Service vie scolaire

Les 2 grands axes du projet de vie scolaire :

  1. Refonder l’éducation scolaire des enfants en passant par l’apprentissage et l’ancrage de valeurs humaines simples, dans le but de former de futurs citoyens. Partant d’un constant évident d’un manque de civisme au sein de l’école, des étapes sont à franchir afin d’aboutir à un renouveau en matière comportementale.

Les actions concrètes doivent être dirigés vers les vrais problèmes de fond observés sur le temps hors classe et confirmés par les échanges avec le corps professoral. Ces thématiques couvrent des phénomènes allant des jeux violents à la vulgarité, en passant par les moqueries, le manque de savoir-vivre, et parfois une défiance de l’autorité en classe qui s’illustre par la prise de parole en même temps que l’adulte, ou encore une refus d’obéir aux consignes. Les éléments de résolution de ces problématiques tendent vers la mise en place d’une stratégie concrète basée sur un processus éducatif avant toute chose.

La communication doit être une des bases qui va nous permettre de développer le concept d’une refondation de l’éducation scolaire. L’enfant, au moment où il ne respecte pas le règlement de l’école, sait pertinemment qu’il va être repris pour sa faute. Notre rôle à ce moment-là est bien sûr d’agir de façon répressive en sanctionnant parfois, mais la dominante de notre démarche doit rester pédagogique car notre but est qu’il ne récidive pas en comprenant qu’il a franchi une limite. Les outils que nous utiliserons seront divers mais surtout adaptés aux élèves et à leurs tranches âges (exemple : affichages de « codes de conduite » sur les murs, concertation et médiation à postériori  en présence d’un membre de la vie scolaire en cas de conflits verbaux ou physiques entre élèves, punitions  en relation directe avec la faute commise etc…)

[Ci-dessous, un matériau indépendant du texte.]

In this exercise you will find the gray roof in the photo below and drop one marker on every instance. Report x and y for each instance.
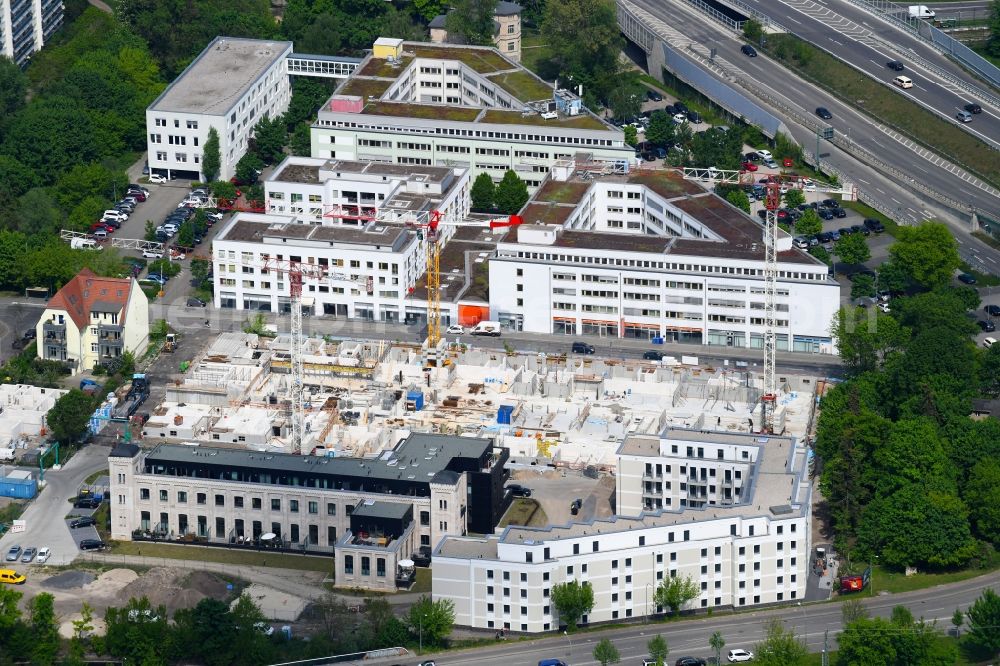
(417, 458)
(219, 77)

Face à ces tendances à l’incivilité de manière globale, la gestion des temps hors  classe est, en outre, un des facteurs qui permet de faciliter la mise en place de notre démarche. Ces temps de relâchement sont cruciaux et peuvent être exploités de façon optimale. Les activités récréatives, ludiques, servent de support à la transmission de messages aux élèves. Elles ont ainsi toutes leurs places sur ces créneaux qui, mal exploités, laissent les élèves seuls face à leurs fâcheuses habitudes.

2. Positionner la vie solaire au centre de la vie de l’école, de par son rôle éducatif indispensable, en cherchant toujours l’excellence dans le rapport à l’enfant.

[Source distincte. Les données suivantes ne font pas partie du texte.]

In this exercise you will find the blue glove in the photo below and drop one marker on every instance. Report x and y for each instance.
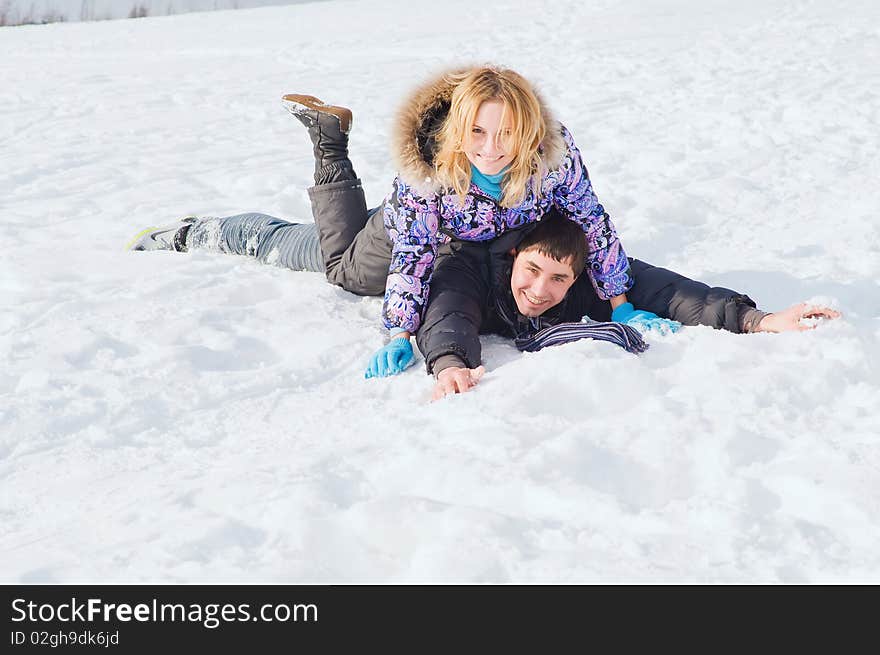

Epauler les assistantes d’éducation dans leur rôle au sein de l’école en leur donnant les moyens favorables pour exercer. Cela passe par un apprentissage théorique en incluant des notions de psychologie de l’enfant. En effet, comme nous le savons tous, l’enfant est un être sensible qui  n’a pas encore des notions toujours rationnelles, ce qui induit un approche particulière en terme éducatif. Le relationnel se doit ainsi d’être adapté, en passant par de notions de communication et d’apprentissage. La méthode archaïque de sévérité à l’excès se doit d’être oubliée.

Institutionnaliser le rôle de la vie scolaire dans l’objectif qu’elle devienne un carrefour indispensable au bon fonctionnement de l’école. Les moyens à mettre en œuvre sont la création d’un pôle «vie scolaire » avec un véritable espace, où se rendraient les professeurs, élèves et parfois parents.

Laisser transparaitre l’image d’une vie scolaire éducative et non forcément répressive. L’espace vie scolaire doit certes être un lieu redouté par les élèves en raison du rôle qu’elle peut avoir en cas de dérive comportementale de l’enfant, mais l’objectif est  qu’elle devienne un lieu d’apprentissage de valeurs humaines, tout en gardant sa fonction initiale.